Participation Criteria

Researchers look for people who fit a certain description, called eligibility criteria. Some examples of these criteria are a person's general health condition or prior treatments.

Eligibility Criteria

Ages Eligible for Study

18 years to 90 years (ADULT, OLDER_ADULT)

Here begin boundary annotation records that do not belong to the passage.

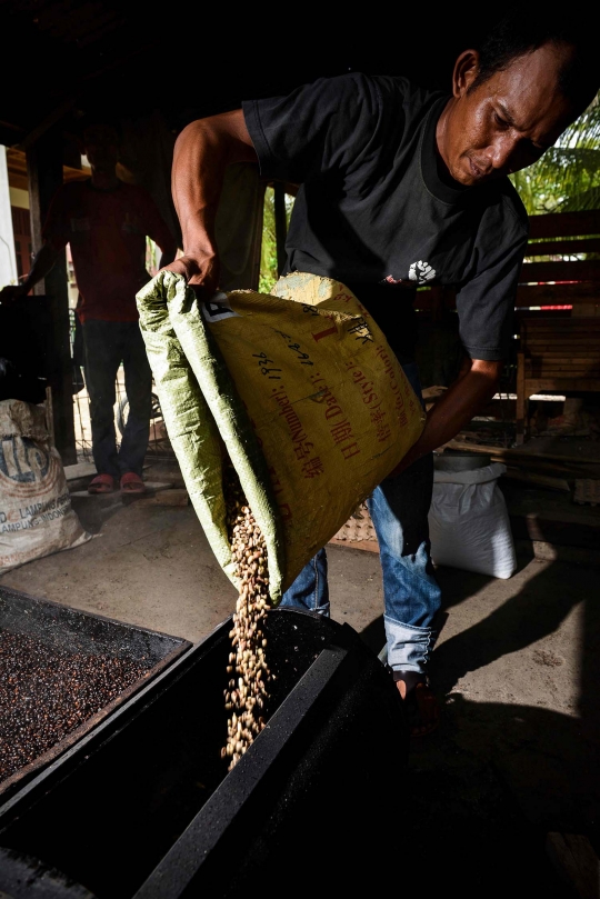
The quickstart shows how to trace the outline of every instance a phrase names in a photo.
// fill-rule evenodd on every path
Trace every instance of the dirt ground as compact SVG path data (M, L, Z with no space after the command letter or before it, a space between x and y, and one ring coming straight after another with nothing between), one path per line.
M152 477L177 482L168 470ZM93 539L0 583L194 642L233 610L191 506L123 506L116 495L73 507ZM377 555L329 547L328 558L332 617L379 652ZM438 577L441 725L412 741L408 771L390 747L398 858L378 863L391 866L398 891L411 882L424 896L574 895L544 842L558 831L600 849L598 569L522 556L507 581L450 568Z

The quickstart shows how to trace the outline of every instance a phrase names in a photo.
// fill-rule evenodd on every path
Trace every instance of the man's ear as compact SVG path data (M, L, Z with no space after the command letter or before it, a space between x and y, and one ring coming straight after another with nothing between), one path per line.
M463 97L479 74L479 52L464 50L454 62L452 72L452 93Z

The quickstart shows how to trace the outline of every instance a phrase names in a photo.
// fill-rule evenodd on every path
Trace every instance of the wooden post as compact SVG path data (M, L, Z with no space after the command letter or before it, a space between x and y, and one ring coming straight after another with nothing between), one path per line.
M281 278L286 268L288 254L286 252L286 238L288 236L288 220L286 217L286 189L281 181L273 184L274 192L274 219L276 219L276 243L277 243L277 273Z
M527 400L524 388L524 352L517 353L517 446L520 447L527 433Z
M31 216L31 246L37 253L42 246L41 231L48 209L62 184L62 132L59 127L46 131L26 150ZM53 358L50 362L53 431L56 447L63 465L77 462L73 422L73 372L71 361L69 288L67 256L61 253L44 281L33 292L46 294L52 312Z

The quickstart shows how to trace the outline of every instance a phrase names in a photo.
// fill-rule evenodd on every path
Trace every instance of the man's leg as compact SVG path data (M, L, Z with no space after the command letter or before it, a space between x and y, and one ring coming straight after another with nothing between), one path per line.
M420 396L417 367L406 366L404 371ZM369 499L383 573L388 665L402 696L426 681L436 640L432 623L440 608L440 588L429 545L432 488L433 459L427 456L398 477L386 479ZM423 699L422 687L417 689ZM424 700L433 702L432 695ZM437 715L433 706L429 711L424 707L420 711L422 718ZM432 726L433 720L423 720L422 731Z
M129 412L119 450L119 468L121 475L132 471L141 478L150 437L152 372L138 322L128 321L120 323L119 327L122 329L122 358L129 400Z
M92 455L98 475L119 478L114 440L114 380L121 360L112 321L86 321L86 387L90 397Z
M329 616L327 555L320 549L283 593L281 606Z

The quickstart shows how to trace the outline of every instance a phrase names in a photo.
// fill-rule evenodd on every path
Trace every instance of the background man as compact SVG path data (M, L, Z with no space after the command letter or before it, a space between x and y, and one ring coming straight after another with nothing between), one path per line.
M146 236L160 247L161 266L174 259L177 246L150 194L117 178L117 130L110 124L90 124L83 131L83 144L91 179L71 181L57 192L43 227L43 246L28 278L18 287L4 288L0 301L27 296L48 274L66 244L71 244L98 471L88 490L107 493L120 483L122 491L141 492L152 373L138 324L136 293L150 277ZM117 451L114 381L121 361L129 416Z
M413 735L436 727L427 670L440 606L428 539L432 457L494 393L527 243L507 176L551 147L598 88L594 50L576 30L519 8L456 61L451 94L403 78L321 79L287 97L201 119L179 136L173 199L184 256L168 268L207 298L219 286L214 212L226 167L301 184L288 271L348 284L383 329L414 389L419 284L458 289L469 357L419 441L370 499L383 571L388 661ZM324 551L283 603L327 612Z

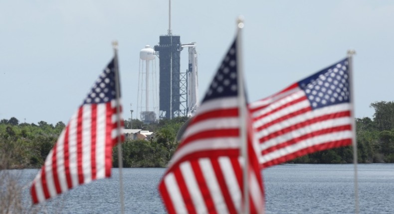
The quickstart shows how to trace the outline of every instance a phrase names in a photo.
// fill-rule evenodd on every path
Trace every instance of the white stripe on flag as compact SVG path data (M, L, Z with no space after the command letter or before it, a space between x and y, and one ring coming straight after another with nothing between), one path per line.
M98 104L96 122L96 166L97 179L105 177L106 104Z
M222 137L195 140L180 148L171 158L171 163L168 166L171 167L173 163L176 163L185 156L197 152L239 148L238 137Z
M212 110L219 110L238 107L238 98L233 97L210 100L204 102L204 105L198 107L198 114Z
M352 138L352 131L346 130L333 132L327 134L319 135L308 138L297 143L287 146L285 148L275 150L269 153L262 155L260 158L260 163L264 164L281 156L287 155L309 147L323 144L328 141L336 141Z
M313 111L308 111L268 126L257 133L256 136L261 138L272 132L285 129L297 123L299 123L313 118L338 112L349 110L350 107L350 106L349 104L343 104L335 106L330 106ZM273 119L277 119L277 118Z
M282 116L291 114L293 112L294 112L303 108L308 107L309 106L310 106L309 104L309 101L308 101L307 100L305 100L304 101L301 101L299 103L297 103L297 104L292 105L291 106L289 106L288 107L285 108L281 109L276 112L273 112L272 114L267 115L267 116L265 116L261 119L256 120L253 123L253 127L254 128L257 128L259 126L263 126L269 122L272 122L272 121L278 118L280 118ZM273 109L274 109L275 108L273 108ZM271 110L271 108L270 109L270 110ZM270 110L270 111L271 111L271 110Z
M53 182L53 174L52 170L52 155L53 154L53 150L51 149L46 159L44 164L45 168L45 180L46 181L46 187L48 188L48 192L50 197L55 196L57 194L55 184Z
M225 128L237 128L239 127L239 118L237 116L206 119L188 127L181 140L184 140L189 136L201 131L213 131Z
M68 151L69 152L69 170L71 177L72 187L76 187L78 185L78 164L77 156L77 125L78 110L70 119L70 126L68 135Z
M42 170L42 168L41 168L41 169L38 171L38 173L37 174L37 176L36 176L35 179L34 180L35 181L34 183L34 186L35 186L35 193L37 195L37 199L39 202L42 202L45 201L44 189L42 188L42 183L41 180Z
M269 107L266 107L260 110L253 112L252 116L253 117L257 117L259 116L265 114L270 111L272 111L273 110L274 110L278 107L282 107L282 106L288 105L289 103L293 102L293 101L296 100L297 99L299 99L305 96L305 92L304 92L303 91L299 91L296 93L289 96L288 97L287 97L286 98L284 98L284 99L278 101L277 102L276 102L275 103L272 103L270 105ZM305 101L304 101L304 102ZM306 106L309 106L309 102L308 101L308 100L306 100L306 102L308 105L307 105ZM290 106L293 105L292 105ZM300 107L300 108L302 108ZM281 111L283 110L283 109L281 110ZM288 112L287 111L285 111Z
M277 95L275 95L274 96L272 96L271 97L268 97L268 98L266 98L265 99L263 99L263 100L259 100L259 101L257 101L254 102L253 102L253 103L250 104L250 105L249 106L249 109L254 109L258 108L259 107L264 107L264 106L268 105L269 105L269 104L271 104L272 103L274 103L274 102L276 102L276 101L278 101L278 100L284 98L285 97L287 97L287 96L289 96L289 95L291 95L291 94L292 94L293 93L296 93L296 92L298 92L298 91L300 91L300 88L297 87L297 88L296 88L290 90L289 91L286 91L286 92L283 92L280 93L279 94L278 94ZM258 113L257 113L257 114L256 114L256 115L259 115ZM260 115L261 115L261 114L260 114ZM253 115L254 115L253 114Z
M250 174L249 186L249 193L251 196L252 204L254 205L256 210L257 211L264 210L263 203L264 199L262 198L263 193L261 192L260 185L259 185L257 179L256 178L256 174L254 171L250 171Z
M221 156L219 157L218 161L232 203L237 212L240 213L242 194L230 158L227 156Z
M65 134L66 129L64 129L56 142L56 169L62 193L68 190L64 167L64 137Z
M192 168L192 165L189 161L185 161L180 165L181 172L186 186L188 187L190 193L190 196L193 201L194 207L197 214L206 214L208 213L206 207L205 205L204 199L201 194L198 188L198 184L196 180L194 172Z
M83 106L82 113L82 171L84 183L92 181L91 155L91 130L92 130L92 105Z
M209 189L213 204L217 213L227 214L228 210L227 209L226 202L223 197L219 184L217 183L214 170L212 166L212 163L209 158L200 158L198 159L198 164L202 172L206 185Z
M313 132L329 128L344 125L350 125L351 122L350 117L340 117L334 119L324 120L320 122L312 123L309 125L302 127L292 131L281 134L276 137L270 139L261 143L261 150L265 150L272 146L286 142L292 139L297 138ZM270 134L268 133L267 134Z
M173 203L176 213L180 214L187 213L188 211L184 203L182 195L181 194L181 191L179 190L174 173L169 173L164 177L164 183L166 185L166 188L168 190L170 198L171 198L171 202Z

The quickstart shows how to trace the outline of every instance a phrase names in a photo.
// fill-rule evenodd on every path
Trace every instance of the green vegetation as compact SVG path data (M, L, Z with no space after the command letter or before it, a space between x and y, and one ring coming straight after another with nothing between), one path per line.
M126 140L122 144L125 167L164 167L178 146L176 137L187 117L164 119L155 124L145 124L133 120L133 128L149 130L156 136L150 141ZM131 123L125 121L127 128ZM46 156L65 127L62 122L55 126L41 121L38 124L19 123L15 117L0 120L0 162L1 169L41 168ZM113 163L118 166L116 147L113 149Z
M394 102L379 102L370 107L373 118L356 119L359 163L394 163ZM147 140L126 140L122 145L125 167L165 167L177 147L177 134L186 117L164 119L145 124L133 119L133 128L153 131L155 137ZM125 121L127 128L132 123ZM65 125L54 126L41 121L37 124L19 123L15 117L0 120L0 169L40 168ZM117 149L113 150L113 163L118 166ZM297 163L350 163L351 146L316 152L292 161Z
M356 118L358 162L394 163L394 102L371 104L375 110L373 119ZM296 163L351 163L351 146L310 154L292 161Z

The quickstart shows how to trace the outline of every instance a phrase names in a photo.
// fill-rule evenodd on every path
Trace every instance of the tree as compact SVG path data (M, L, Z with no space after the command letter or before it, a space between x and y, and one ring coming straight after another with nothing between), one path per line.
M374 122L380 131L394 128L394 102L373 103L370 107L375 109Z
M8 124L12 125L18 125L19 120L14 117L12 117L8 120Z

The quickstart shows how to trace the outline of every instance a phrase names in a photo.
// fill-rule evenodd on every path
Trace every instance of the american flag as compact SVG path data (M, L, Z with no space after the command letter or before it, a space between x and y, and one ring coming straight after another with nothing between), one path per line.
M236 41L217 71L201 106L159 183L169 213L240 213L242 165ZM249 137L250 136L249 135ZM248 140L249 198L252 213L263 210L257 153Z
M249 105L263 167L351 145L348 63L345 59Z
M112 147L121 133L117 125L122 118L121 112L117 112L121 105L116 96L116 57L97 79L48 154L30 189L34 204L111 176Z

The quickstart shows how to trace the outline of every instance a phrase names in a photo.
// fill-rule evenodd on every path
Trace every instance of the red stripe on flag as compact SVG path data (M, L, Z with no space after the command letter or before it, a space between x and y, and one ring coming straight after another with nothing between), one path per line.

Accepts Healthy Volunteers

Genders Eligible for Study

All

Description

Key Inclusion Criteria:

Recent (< = 7 days) Acute Coronary Syndrome (ACS).
Clinically stable on optimal treatment

Key Exclusion Criteria:

High bleeding risk.
Ongoing anticoagulant use.
Need for chronic (>3 months) daily nonsteroidal anti-inflammatory drug (NSAID) or chronic high dose acetylsalicylic acid (ASA) use (>325 mg/day

Study Plan

This section provides details of the study plan, including how the study is designed and what the study is measuring.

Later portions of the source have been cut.